Some help must also come from the minority students themselves, whom we would urge to step back and take another look at their own situations from a different perspective. Specifically, whatever their personal backgrounds may have been, they are now among the elite and that status not only creates stress but ways of dealing with it. In reducing or managing stress of various kinds, it is often helpful to focus on the greater needs of others, say, those in minority communities across the country. For example, feelings of alienation and isolation at a Princeton, Yale, Claremont or Amherst are doubtless real, but surely they do not compare with the daily stress of a young black man in a crime-ravaged neighborhood whose priority is to avoid being shot by a neighbor or by the police. If students feel impelled to protest, perhaps there are worthier targets than occasional slights or slurs from fellow students or the sins of bygone figures.

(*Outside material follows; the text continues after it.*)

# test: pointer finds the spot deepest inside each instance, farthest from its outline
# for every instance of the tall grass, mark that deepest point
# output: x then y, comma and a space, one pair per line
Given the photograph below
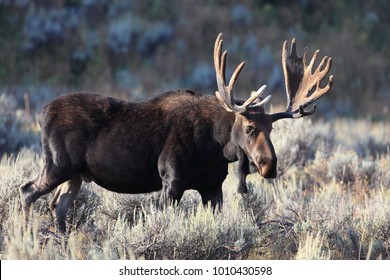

Indeed, preoccupation with perceptions of campus hostility carries with it its own baggage. As Randall Kennedy observed:
Racism and its kindred pathologies are already big foes; there is no sustained payoff in exaggerating their presence, thus making them more formidable than they actually are.
Disturbing, too, is a related tendency to indulge in self-diminishment by displaying an excessive vulnerability to perceived and actual slights and insults. Some activists seem to have learned that invoking the rhetoric of trauma is an effective way of hooking into the consciences of solicitous authorities. Perhaps it is useful for purposes of eliciting certain short-term gains.
In the long run, though, reformers harm themselves by nurturing an inflated sense of victimization. A colleague of mine whose portrait was taped over exhibited the right spirit when he jauntily declared that it would take far more than tape to slow him down.
The “inflated sense of victimization” statement is very apt, and would seem to describe some of the campus protests. Current instances of victimization deserve a strong response, it is a stretch to see some of the recent campus protests as falling in this category. Many university students are inclined to be political and social activists, and I suspect they feel powerless to change most of the very real national and international issues that concern them. Local campus issues are much more within their grasp, whether historical or however inflated. Too bad when campus authorities are overly responsive, but they do often face a tough determination.